O clímax se aproximava, os movimentos eram frenéticos quase violentos, os corpos flutuavam sobre os lenções brancos, a mulher gritava de prazer, o homem urrava de desejo e posse, e o saxofone, do já esquecido Miles Davis, acompanhava a livre exsudação do ambiente. As cortinas pegavam fogo, o céu recobria o teto do apartamento com nódoas úmida de furor, o tapete - acanhado pelo medo - observava lívido, as paredes, emocionadas, rachavam, despedaçavam-se em milhares de pedaços, e o chão, optando pelo suicídio, perdera a primazia e importância. O sexo havia virado dança, quando em alguns segundos ambos encenariam o ato final; o cavalheiro, conduzindo a dama, ejaculou sincronizado à perfeição, ela, igualmente, delirou garbosos orgasmos múltiplos. Alternando lágrimas e sorrisos, ambos chegavam à exaustão; estava feito e era o fim. Eles se amaram, fizeram amor, no entanto foi tudo muito efêmero, em suas lembranças não haveriam mais os sentimentos, nelas o amor seria sexo, apenas sexo e nada além.

A mulher recolheu seu dinheiro e foi embora, não se despediu. Pegou um ônibus, chegou em casa, tomou um banho, vestiu roupas limpas, ligou a televisão e começou a chorar. O sexo tinha sido bom, para ela isto era inaceitável. Pobre moça, não sabia que tinha feito amor.

O homem, depois de fechar a porta de sua casa e ver a mulher indo embora pela varanda da sala, voltou ao sofá, acendeu um novo cigarro e pensou, pensou bastante. Alguns minutos se passaram e ele sentia uma vontade estuporante de ligar para ex namorada. Ligou e foi logo dizendo: “Eu te amo!”. 

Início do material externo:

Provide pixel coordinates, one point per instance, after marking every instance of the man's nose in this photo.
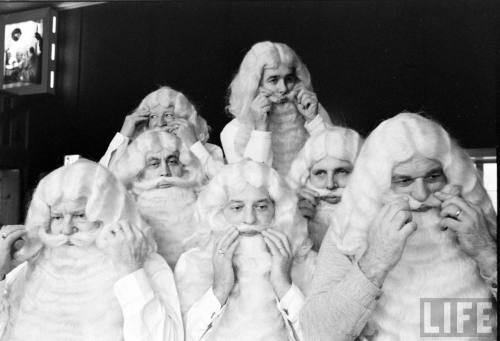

Aquela noite seria recordada, pela cognição de ambos, como sexo; no inconsciente, ao contrário, seus corpos identificariam o desejo como amor e vice-versa. As lembranças das flores seriam sub-repticiamente conectadas às alegrias sexuais; eis a legitimação espúria do romantismo. Sendo assim, os jogos escusos da memória impulsionariam todas as perniciosas traições. Ao ser refém do amor somos igualmente reféns do sexo*; a diferença? O amor é celetista, amamos um por vez; já o sexo é solidário, democrático, pode ser feito com uma multiplicidade de pessoas. No entanto devemos ficar atentos, as vezes confundimos a profundidade com a superfície; nossas formas de amor são imperfeitas, podem se esconder sobre as circunstâncias aparentemente mais abjetas, pois como já anunciava o mago da poesia, Carlos Drummond de Andrade, o amor absoluto é revel à condição de carne e alma.



FG

Obs:* Aqui excluo o amor platônico, este é delicado e ingênuo
Este texto foi apenas uma diversão, talvez um treinamento. É a primeira historinha escrita por mim na terceira pessoa, dessa forma não me responsabilizo pela baixa qualidade. No entanto, confesso: duas ou três frases escrevi com orgulho, não obstante a idiotice do conjunto.

Comentários

  1. Adorei a narrativa,simplesmente incrível, continue a escrever!!!:)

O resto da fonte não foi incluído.